TEVEKKÜL, SADAKAT, AHDE VEFA
İslâm, iman hazzı, varlık bilinci, ademiyet yörüngesinde bir ömür sürüş… Bu bilinç üzere bütün söz ve eylemlerimiz, kâinatta tek bir taşın durduğu yeri değiştirmeyecek bile olsa; sâfi kendi nefsimize yaptığımız revizyon bile fizikötesi tepkimeler meydana getirir. Bir taşın yer ettiği zeminden farklı bir zemine transferi, her ne kadar hacimli ve üç boyutlu bir değişim olsa da; bazı tesirler bunun gibi gözle görünür ve hesap edilir olmayacak; ama ölçülebilir etkilerden çok daha anlamlı ve faydalı bir değere işaret edecektir. Yaradan Rahmân Suresi ilk ayetlerinde bütün akıl karışıklıklarını gideren bir hitapla kalplerimizi şöyle titretir:
“Kur’an’ı rahmân öğretti. İnsanı O yarattı. Ona anlama ve anlatmayı öğretti.” (Rahmân/1-4)

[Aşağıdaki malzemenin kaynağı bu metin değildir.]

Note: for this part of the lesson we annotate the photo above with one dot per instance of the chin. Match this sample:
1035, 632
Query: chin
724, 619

Öyleyse Allah hakikati bildirmiş, istikameti öğretmiş, aklın, oluş ve duyuşları muvazene ile idrakini mümkün kılmıştır. Buna rağmen yine O Rahmân bize bildirir ki; idrak ve görüş (gözle ya da sezgi yoluyla…) perdeli ve sınırlıdır. Rabbin açık delilleri üzerinden akılla ve tecrübe etme yoluyla anlamını sindirdiğimiz bütün buyruklar nasıl ki bize, fıtrat kodları üzerinden doğru bir çizgi üzerinde ömür sürmeyi mümkün kılıyorsa; aklın henüz erişemediği ya da görünmez perdelerin görüşü engellediği vasatlarda da tevekkül, imanî sadakat ve ahde vefa ile bütün hayatımızı dizayn etmemiz gerekir.
Madem ki Allah’ın yolu, insan olabilmek, insan kalabilmek, kendine ve kozmosa en yüksek fayda ile ömür sürebilmek için gerek şart; o hâlde bu kanaat üzere her olaya karşı duruşumuz da aynı itina ile var edilmeli.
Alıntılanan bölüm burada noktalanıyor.